In a statement, CMS said the decision was based on "response to public comments and upon further review of the evidence," and in the coming months, the MACs will issue a new LCD with a chance for the public to comment on the new proposal.

As a result, coverage of blood tests for monitoring organ transplantation rejection when ordered by physicians will not change. Patients with transplanted hearts, lungs, or kidneys who meet Medicare's current LCD criteria can continue to access tests such as CareDx's AlloSure, AlloMap, and HeartCare tests if there are signs or symptoms of transplant rejection and following a physician-assessed pretest, including for surveillance testing, CMS said.

Additionally, the blood-based testing must follow an indeterminate biopsy or be used as a replacement for biopsy as determined to be appropriate by a physician, or it is being used to evaluate the adequacy of immunosuppression.

While the LCD that the MACs are backing away from was proposed in August 2023, the transplantation field began signaling its disapproval of the forthcoming LCD months earlier when Palmetto MolDx updated a reimbursement guidance for molecular tests assessing rejection risk in solid organs. Among other things, the billing article aimed to reimburse only one test per patient encounter, provide new coding to define surveillance and for-cause testing, and redefine acceptable surveillance testing as compliant only for patients enrolled in centers that use surveillance protocols and would otherwise receive such testing.

Also, unless the tests were used in place of a biopsy or to confirm a biopsy result, the test would no longer be reimbursed.

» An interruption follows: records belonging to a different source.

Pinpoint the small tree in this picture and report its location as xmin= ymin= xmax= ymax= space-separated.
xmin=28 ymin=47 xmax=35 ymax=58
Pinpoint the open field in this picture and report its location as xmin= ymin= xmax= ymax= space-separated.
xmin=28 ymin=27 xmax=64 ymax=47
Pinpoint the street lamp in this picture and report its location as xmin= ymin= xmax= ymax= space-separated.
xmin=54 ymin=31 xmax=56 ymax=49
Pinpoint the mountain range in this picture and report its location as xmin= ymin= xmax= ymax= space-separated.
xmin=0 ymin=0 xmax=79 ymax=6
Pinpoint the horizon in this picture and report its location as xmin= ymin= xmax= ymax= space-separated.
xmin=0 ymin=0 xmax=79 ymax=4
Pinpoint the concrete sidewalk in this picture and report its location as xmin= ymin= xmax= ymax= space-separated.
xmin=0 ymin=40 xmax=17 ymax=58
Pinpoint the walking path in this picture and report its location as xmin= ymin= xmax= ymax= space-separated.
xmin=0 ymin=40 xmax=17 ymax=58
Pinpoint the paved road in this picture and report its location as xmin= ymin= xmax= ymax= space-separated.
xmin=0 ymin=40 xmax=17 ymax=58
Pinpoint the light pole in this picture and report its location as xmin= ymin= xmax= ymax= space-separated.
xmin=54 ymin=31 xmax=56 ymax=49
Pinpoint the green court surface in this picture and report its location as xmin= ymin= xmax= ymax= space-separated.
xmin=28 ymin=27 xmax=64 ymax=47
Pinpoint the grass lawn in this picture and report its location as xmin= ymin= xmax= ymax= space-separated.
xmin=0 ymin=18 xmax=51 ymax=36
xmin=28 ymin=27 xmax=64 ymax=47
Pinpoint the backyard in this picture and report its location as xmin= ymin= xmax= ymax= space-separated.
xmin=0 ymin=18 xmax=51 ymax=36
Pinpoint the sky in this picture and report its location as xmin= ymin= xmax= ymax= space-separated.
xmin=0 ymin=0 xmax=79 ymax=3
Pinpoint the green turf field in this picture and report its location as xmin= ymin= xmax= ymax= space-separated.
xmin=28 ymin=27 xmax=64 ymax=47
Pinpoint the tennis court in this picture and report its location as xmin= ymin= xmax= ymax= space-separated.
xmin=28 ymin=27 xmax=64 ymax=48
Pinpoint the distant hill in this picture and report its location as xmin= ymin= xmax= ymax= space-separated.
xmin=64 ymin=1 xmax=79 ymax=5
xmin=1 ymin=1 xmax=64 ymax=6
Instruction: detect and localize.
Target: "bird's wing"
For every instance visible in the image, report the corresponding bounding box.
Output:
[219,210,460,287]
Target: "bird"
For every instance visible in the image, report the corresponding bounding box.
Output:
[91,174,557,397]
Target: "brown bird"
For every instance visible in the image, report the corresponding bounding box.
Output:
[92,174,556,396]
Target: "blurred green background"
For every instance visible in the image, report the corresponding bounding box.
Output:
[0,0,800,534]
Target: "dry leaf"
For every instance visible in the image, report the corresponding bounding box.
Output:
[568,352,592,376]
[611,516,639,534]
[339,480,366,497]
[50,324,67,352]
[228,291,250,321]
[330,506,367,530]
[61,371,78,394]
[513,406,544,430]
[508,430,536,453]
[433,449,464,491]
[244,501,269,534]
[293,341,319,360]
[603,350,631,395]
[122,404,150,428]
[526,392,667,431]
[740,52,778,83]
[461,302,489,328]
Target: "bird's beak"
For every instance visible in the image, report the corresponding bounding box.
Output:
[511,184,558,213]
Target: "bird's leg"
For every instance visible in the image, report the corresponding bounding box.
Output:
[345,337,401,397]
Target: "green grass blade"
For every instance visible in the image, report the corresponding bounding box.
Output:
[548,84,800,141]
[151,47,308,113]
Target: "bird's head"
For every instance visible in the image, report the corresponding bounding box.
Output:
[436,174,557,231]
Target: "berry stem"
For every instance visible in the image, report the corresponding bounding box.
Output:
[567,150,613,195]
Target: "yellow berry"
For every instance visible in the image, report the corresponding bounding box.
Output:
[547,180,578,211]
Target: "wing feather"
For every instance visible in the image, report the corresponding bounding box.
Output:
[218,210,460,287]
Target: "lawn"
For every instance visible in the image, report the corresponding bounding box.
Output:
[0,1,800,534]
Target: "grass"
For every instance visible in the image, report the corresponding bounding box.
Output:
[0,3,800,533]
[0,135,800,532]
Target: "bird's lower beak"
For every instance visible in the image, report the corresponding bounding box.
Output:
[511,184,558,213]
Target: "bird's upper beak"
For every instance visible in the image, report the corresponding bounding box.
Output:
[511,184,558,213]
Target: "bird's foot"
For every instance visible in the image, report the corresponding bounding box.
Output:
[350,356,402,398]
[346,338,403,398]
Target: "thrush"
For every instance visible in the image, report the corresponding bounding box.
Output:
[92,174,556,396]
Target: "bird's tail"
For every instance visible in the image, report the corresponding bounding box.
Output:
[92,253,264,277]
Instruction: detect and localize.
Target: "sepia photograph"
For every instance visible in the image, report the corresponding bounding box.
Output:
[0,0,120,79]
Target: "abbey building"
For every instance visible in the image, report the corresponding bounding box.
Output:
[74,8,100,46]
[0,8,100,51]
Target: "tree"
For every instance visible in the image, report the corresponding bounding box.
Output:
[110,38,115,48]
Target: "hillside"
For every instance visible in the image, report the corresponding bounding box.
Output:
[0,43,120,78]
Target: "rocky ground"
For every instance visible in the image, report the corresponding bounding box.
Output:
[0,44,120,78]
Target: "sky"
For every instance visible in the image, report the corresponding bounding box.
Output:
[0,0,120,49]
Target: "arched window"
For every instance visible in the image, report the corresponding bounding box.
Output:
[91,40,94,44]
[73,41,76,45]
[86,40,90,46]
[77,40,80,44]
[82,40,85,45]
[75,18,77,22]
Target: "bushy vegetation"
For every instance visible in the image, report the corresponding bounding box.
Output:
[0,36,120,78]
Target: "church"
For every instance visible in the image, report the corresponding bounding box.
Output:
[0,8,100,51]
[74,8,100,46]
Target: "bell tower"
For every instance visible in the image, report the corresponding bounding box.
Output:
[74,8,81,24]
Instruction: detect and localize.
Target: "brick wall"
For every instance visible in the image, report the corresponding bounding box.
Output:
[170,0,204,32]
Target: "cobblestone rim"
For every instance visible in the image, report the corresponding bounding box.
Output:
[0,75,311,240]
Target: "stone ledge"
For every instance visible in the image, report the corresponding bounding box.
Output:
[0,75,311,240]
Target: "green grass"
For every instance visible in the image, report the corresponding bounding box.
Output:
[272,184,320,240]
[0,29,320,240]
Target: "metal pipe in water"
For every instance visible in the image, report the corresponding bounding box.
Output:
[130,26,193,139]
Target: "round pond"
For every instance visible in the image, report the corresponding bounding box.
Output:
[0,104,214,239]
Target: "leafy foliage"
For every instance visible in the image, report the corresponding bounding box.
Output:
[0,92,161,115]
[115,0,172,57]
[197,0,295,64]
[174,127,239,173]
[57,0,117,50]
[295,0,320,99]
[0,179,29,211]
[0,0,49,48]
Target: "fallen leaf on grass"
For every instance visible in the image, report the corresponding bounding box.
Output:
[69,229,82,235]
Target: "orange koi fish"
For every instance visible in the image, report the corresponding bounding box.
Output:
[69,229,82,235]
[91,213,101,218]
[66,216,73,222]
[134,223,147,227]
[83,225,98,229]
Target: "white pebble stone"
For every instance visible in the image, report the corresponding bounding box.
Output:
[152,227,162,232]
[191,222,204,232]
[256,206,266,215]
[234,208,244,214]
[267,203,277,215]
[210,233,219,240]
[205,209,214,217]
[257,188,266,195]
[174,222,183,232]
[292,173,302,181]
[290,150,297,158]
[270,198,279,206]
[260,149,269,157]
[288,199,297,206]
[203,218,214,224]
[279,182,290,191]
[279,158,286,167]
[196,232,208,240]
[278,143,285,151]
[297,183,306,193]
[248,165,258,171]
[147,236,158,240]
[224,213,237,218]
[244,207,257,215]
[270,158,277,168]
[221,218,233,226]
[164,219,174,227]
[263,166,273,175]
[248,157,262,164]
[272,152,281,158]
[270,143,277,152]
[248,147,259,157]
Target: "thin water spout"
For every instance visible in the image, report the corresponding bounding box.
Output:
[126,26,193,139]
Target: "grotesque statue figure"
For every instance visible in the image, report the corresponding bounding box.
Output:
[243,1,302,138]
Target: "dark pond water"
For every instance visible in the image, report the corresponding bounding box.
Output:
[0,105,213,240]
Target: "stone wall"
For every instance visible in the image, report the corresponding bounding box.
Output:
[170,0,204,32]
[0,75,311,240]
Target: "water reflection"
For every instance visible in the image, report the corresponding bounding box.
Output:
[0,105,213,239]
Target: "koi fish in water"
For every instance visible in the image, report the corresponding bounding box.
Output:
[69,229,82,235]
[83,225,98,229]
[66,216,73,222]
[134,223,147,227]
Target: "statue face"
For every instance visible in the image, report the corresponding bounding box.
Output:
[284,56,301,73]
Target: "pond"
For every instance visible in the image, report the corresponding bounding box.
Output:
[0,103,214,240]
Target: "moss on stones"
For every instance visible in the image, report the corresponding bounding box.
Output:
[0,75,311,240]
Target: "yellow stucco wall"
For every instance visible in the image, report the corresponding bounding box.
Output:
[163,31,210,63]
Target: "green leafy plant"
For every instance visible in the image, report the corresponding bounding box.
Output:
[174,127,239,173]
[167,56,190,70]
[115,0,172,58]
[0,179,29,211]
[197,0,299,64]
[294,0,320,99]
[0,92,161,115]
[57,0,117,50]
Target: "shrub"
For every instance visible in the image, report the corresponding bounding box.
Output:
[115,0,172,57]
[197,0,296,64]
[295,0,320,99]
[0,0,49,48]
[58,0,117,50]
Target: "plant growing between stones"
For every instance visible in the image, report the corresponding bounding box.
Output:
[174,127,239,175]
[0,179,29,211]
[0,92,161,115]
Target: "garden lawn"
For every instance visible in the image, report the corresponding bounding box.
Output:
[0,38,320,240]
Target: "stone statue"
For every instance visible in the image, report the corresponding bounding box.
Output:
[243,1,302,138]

While revisions were made to MolDx's guidance when the updated proposed LCD hit a year ago, some still were troubled by MolDx's plan. CareDx in May 2023 said MolDx's reimbursement guidance caused the firm to miss its first quarter 2023 revenue targets and to withdraw its financial guidance for 2023.

On Friday, the Brisbane, California-based developer of organ transplant tests cheered the new decision by the MACs.

"We appreciate the [CMS] and its local contractors for listening to the voices of thousands of patients and clinicians who tirelessly advocated for access to noninvasive surveillance testing based on its clinical utility in detecting early signs of rejection," CareDx President and CEO John Hanna said in a statement. "We believe their efforts were instrumental in restoring longstanding Medicare coverage."

On Monday, investment bank BTIG upgraded its rating for CareDx to Buy from Neutral and established a price target of $40 per share on the news of the MACs' action. "While we need to wait for the final LCD to get more certainty, our sense is that [CareDx] is likely to increase volumes of surveillance testing over the coming quarters, and in aggregate," BTIG analyst Mark Massaro wrote in a note to investors.